- Illustration from History of Atlanta, Georgia (1889)
- Born: c. 1818 Craftsbury, Vermont, U.S.
- Died: April 10, 1893 Atlanta, Georgia, U.S.
- Occupations: Businessman; civic official
- Spouse: Elizabeth W. Clarke (m. 1846)
- Children: 9

= Edward Rawson (businessman) =

American businessman and politician

Edward E. Rawson (c. 1818—April 10, 1893) was a businessman and politician in Atlanta, Georgia.

Rawson was born in Craftsbury, Vermont, seven generations removed from Edward Rawson, a politician who had emigrated from England in 1636 and settled at Newbury, Massachusetts.
Most of his early life was spent on the plantation of his father, Elijah Rawson.
Though accustomed to hard work young Rawson found plenty of time for study, and he was encouraged by parental influence and example to make the most of his educational opportunities.
He attended the district schools, which were exceptionally good, but before reaching his nineteenth year his father died, making it necessary for him to leave home and to shift for himself.

==Georgia==
Coming to Lumpkin, Georgia, he entered the employ of his brother W.A. Rawson, as clerk, remaining in this establishment until 1841 when he embarked in the mercantile business on his own account.
Sixteen years passed and during this time he built up an immense local trade and he was married there in 1846 (they had nine children together) but ill-health made it necessary for him to seek higher latitudes and accordingly he closed out his establishment at Lumpkin and came to Atlanta.
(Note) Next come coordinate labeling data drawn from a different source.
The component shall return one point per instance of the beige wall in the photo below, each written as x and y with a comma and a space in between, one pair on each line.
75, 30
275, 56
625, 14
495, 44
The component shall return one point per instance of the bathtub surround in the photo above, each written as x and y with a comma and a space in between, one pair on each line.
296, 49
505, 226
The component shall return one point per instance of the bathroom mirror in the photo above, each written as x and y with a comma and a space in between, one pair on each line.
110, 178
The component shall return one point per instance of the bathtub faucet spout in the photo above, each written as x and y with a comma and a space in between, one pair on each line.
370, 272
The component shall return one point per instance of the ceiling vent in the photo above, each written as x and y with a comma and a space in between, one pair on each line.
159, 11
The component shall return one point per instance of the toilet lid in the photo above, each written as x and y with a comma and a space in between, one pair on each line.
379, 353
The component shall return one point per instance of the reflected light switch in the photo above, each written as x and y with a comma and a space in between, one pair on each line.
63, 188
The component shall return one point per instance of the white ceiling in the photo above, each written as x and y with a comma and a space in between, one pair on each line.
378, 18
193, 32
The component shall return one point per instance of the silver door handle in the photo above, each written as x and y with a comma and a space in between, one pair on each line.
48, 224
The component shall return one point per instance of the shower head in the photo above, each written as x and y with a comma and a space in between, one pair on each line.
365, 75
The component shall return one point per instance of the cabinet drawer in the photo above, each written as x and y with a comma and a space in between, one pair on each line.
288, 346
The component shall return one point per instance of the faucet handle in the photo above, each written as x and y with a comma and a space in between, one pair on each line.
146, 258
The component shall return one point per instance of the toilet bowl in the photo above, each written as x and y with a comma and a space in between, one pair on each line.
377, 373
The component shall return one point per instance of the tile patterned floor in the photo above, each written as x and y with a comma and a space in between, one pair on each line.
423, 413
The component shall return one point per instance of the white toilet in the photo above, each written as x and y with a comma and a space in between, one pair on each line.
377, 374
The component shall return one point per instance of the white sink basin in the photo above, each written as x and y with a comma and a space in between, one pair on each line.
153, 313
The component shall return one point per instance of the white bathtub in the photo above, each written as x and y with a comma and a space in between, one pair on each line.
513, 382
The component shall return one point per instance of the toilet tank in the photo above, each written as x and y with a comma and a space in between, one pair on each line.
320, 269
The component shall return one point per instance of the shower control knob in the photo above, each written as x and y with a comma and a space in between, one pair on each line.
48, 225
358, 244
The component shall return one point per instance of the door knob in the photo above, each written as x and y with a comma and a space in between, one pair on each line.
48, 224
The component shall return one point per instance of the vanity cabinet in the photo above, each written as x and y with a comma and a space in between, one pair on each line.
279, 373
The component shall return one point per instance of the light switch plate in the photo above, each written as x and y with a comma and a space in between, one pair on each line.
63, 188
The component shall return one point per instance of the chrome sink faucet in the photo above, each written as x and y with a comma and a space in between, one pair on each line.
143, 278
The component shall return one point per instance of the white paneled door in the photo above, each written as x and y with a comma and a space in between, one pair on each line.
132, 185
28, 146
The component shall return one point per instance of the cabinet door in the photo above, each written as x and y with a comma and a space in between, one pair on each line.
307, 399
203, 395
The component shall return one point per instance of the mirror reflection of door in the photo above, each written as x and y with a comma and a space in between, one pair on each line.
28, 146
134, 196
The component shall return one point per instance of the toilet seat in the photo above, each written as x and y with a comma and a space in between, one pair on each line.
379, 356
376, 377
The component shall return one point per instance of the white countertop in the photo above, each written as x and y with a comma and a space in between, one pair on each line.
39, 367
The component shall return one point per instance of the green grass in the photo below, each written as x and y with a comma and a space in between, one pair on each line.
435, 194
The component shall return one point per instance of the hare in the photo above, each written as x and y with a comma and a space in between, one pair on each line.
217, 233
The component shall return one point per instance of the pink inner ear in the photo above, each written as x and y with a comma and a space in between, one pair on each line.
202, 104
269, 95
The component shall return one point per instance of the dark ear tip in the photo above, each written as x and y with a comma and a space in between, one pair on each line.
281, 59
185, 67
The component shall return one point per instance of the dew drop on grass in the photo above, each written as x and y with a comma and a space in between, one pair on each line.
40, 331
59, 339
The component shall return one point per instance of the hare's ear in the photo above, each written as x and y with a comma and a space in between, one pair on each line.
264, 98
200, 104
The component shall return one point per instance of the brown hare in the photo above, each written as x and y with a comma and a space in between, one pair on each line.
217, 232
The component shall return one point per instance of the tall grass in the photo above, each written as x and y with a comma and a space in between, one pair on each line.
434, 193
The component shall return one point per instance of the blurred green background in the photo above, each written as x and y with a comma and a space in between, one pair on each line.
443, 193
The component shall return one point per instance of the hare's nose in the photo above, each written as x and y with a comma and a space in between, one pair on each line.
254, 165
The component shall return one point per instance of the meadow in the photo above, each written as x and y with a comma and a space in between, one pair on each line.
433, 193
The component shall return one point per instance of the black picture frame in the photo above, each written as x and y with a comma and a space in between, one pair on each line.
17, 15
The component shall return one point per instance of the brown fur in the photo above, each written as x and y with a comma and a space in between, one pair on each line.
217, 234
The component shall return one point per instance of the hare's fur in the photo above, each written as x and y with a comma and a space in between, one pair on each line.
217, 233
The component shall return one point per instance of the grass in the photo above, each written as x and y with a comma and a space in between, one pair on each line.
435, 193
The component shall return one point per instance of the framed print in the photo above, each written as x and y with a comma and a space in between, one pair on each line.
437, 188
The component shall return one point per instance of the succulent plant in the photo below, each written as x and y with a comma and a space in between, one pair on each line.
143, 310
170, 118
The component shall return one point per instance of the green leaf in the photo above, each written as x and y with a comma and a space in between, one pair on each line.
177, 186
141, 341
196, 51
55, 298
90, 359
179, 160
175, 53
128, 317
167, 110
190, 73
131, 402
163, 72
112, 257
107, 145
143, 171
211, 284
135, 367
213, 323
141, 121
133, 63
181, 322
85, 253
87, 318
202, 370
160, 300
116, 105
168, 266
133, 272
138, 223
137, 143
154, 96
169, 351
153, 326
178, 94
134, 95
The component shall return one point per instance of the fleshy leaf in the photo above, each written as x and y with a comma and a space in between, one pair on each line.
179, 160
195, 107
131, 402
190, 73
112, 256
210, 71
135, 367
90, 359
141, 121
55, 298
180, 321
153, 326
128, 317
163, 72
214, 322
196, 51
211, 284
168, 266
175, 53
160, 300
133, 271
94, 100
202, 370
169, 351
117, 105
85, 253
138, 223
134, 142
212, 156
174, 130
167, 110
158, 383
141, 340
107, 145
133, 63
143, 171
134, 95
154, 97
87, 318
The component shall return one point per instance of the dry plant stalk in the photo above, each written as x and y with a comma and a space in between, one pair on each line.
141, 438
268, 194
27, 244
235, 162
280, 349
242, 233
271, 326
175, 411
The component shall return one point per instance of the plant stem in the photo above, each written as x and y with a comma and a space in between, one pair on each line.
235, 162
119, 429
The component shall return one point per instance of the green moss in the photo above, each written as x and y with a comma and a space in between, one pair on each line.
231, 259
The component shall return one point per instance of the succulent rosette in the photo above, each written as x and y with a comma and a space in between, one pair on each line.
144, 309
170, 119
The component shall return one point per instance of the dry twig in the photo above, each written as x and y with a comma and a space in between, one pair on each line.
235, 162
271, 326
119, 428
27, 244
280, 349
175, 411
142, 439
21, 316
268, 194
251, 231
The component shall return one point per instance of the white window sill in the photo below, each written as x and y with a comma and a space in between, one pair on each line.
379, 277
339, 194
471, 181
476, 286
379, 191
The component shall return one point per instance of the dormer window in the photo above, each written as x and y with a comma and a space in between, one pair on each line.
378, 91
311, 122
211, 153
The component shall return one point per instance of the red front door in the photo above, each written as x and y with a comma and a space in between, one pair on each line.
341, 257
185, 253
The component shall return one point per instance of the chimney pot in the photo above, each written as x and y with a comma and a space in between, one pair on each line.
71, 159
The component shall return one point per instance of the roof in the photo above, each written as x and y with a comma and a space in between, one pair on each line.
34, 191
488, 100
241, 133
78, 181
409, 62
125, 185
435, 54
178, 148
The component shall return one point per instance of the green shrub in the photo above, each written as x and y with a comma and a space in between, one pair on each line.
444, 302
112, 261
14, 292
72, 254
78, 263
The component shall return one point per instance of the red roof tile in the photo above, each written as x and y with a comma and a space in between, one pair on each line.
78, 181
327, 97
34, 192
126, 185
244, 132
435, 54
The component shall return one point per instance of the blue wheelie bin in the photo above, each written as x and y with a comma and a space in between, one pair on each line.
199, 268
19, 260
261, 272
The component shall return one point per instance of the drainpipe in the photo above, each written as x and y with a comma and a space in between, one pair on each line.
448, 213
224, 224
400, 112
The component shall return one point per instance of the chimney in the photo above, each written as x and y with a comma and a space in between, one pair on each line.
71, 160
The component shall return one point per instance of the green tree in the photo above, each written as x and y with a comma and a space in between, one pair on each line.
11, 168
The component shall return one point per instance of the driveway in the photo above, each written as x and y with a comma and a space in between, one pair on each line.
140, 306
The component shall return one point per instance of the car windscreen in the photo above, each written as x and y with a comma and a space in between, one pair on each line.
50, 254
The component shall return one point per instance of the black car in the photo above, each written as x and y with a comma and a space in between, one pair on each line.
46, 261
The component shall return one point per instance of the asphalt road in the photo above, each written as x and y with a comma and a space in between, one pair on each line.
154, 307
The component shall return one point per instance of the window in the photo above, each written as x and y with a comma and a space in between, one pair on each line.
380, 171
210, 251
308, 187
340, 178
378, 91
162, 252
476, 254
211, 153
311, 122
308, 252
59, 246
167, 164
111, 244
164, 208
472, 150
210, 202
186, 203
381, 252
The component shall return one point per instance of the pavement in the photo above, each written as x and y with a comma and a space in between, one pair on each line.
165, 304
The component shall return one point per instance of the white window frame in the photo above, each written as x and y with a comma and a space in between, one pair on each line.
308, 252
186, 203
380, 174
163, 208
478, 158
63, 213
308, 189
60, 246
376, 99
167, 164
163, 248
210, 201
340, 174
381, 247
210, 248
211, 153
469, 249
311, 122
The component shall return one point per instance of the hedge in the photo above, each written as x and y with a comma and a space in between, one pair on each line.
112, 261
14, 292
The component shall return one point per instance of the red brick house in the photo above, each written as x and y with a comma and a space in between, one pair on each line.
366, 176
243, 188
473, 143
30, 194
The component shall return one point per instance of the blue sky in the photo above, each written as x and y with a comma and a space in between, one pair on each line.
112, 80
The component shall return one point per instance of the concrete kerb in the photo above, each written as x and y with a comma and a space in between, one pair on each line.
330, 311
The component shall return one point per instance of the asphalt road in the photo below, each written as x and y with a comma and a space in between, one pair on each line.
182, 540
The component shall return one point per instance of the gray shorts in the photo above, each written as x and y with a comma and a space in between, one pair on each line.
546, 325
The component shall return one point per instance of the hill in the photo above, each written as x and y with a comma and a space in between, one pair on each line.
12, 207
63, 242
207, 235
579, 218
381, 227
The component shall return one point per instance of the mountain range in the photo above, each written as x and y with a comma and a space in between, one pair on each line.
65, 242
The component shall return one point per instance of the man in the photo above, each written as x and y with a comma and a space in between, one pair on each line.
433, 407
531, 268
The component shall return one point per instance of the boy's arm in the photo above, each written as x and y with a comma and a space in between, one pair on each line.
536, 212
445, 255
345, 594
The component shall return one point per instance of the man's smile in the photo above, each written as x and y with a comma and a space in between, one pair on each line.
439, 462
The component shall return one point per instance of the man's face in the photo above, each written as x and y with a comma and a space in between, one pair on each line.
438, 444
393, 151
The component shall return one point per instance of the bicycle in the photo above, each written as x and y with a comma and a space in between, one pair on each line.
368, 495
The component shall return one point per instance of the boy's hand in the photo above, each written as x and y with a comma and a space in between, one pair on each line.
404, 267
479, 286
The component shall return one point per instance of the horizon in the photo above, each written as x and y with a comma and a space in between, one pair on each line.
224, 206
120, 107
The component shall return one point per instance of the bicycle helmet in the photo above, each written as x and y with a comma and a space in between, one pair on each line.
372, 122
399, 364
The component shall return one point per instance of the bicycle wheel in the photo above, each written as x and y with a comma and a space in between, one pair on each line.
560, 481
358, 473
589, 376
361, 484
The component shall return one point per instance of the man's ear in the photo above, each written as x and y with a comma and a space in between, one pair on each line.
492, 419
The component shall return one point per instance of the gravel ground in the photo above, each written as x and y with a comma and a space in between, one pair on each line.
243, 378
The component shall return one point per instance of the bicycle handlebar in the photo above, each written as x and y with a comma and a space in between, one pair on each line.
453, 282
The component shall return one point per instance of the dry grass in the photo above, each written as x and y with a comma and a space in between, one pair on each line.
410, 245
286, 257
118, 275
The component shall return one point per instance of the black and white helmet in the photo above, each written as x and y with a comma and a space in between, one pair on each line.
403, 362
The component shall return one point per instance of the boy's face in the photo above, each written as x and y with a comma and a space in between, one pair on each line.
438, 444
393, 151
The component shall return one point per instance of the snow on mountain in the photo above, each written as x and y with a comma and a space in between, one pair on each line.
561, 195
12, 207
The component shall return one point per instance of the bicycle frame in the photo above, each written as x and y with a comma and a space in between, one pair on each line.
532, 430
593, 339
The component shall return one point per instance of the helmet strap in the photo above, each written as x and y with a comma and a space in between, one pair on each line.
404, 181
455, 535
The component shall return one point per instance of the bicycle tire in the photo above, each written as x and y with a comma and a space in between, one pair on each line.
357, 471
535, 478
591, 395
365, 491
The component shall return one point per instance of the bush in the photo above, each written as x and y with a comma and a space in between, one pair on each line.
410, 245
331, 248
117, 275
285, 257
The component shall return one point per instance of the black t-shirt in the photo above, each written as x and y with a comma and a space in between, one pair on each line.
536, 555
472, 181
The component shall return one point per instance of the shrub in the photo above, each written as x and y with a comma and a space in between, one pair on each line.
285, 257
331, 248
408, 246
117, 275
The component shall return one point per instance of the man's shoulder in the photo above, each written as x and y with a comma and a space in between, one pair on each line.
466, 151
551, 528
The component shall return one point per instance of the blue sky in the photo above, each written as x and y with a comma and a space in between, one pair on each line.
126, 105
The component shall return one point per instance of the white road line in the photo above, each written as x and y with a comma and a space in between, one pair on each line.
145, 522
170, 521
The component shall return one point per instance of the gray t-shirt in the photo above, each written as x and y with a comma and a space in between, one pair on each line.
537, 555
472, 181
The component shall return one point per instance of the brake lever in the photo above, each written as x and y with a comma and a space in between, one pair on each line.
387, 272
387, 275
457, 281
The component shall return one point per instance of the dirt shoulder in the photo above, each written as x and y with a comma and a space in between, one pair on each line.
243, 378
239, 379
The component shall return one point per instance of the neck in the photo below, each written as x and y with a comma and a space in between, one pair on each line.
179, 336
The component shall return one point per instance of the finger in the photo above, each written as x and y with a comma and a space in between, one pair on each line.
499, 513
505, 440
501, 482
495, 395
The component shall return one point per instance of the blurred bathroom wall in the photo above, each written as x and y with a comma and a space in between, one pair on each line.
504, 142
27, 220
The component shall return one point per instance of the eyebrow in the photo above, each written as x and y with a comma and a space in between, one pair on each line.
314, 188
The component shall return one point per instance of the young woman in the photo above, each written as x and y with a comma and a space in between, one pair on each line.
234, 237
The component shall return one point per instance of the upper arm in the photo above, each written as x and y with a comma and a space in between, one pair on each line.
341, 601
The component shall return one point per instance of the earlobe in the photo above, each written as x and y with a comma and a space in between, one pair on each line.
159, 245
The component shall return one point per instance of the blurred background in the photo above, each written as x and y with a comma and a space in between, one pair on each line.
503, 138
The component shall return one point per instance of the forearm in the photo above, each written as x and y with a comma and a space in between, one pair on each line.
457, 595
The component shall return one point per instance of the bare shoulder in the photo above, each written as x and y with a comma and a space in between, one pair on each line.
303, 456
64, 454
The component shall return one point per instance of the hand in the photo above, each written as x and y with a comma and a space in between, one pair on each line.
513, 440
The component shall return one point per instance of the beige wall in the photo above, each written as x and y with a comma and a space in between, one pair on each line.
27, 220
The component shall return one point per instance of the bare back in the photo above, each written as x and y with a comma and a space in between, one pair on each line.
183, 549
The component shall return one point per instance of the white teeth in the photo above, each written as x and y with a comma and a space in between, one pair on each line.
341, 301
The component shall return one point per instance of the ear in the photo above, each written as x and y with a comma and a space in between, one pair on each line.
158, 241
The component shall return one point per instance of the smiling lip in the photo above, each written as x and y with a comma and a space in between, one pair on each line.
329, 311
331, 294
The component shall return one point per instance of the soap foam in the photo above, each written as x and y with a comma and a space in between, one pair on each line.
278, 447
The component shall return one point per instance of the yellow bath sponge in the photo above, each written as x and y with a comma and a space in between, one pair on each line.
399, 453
He resumed business at the location, bringing both an experienced business partner and sufficient capital to operate competitively. By the outbreak of the war, his business was established, and he maintained the support of the local community and his customers.

Ill-health prevented Rawson from taking any active part in the operations of the war, but his sympathies were strongly with the South notwithstanding his northern birth and antecedents.
From 1863 to 1864, he served in the city council representing the Second Ward, and just before the evacuation of Atlanta under the relentless order of Gen. Sherman, who was preparing to burn the city, Rawson was in Mayor James Calhoun's committee of six who surrendered the city and later evacuated.

On returning to the city in 1865 Rawson gave himself heartily to the work of rehabilitation and was instrumental in organizing the busy forces which started Atlanta again upon the highway of civic prosperity and success.
From 1867 to 1868 he was appointed to represent the Second Ward by Third Military District commander General John Pope, replacing F.M. Richardson who resigned with almost half of the council.
There he advocated the adoption of many important measures of public utility and took an active part in the preliminary movement for bringing the state capitol from Milledgeville to Atlanta. He was also instrumental in organizing the public school system of Atlanta, serving for many years on the board of education.
He also served as chairman of the board of water commissioners from 1872 to 1888 building a modern water system.

He remained in merchandising most of this time until 1879 when he bought an interest in the Atlanta Coffin Factory, with which he remained until 1887, when he established the Gate City Coffin Company where he was president.

Throughout his long career in Atlanta, he was an active and influential member of Trinity Methodist Church.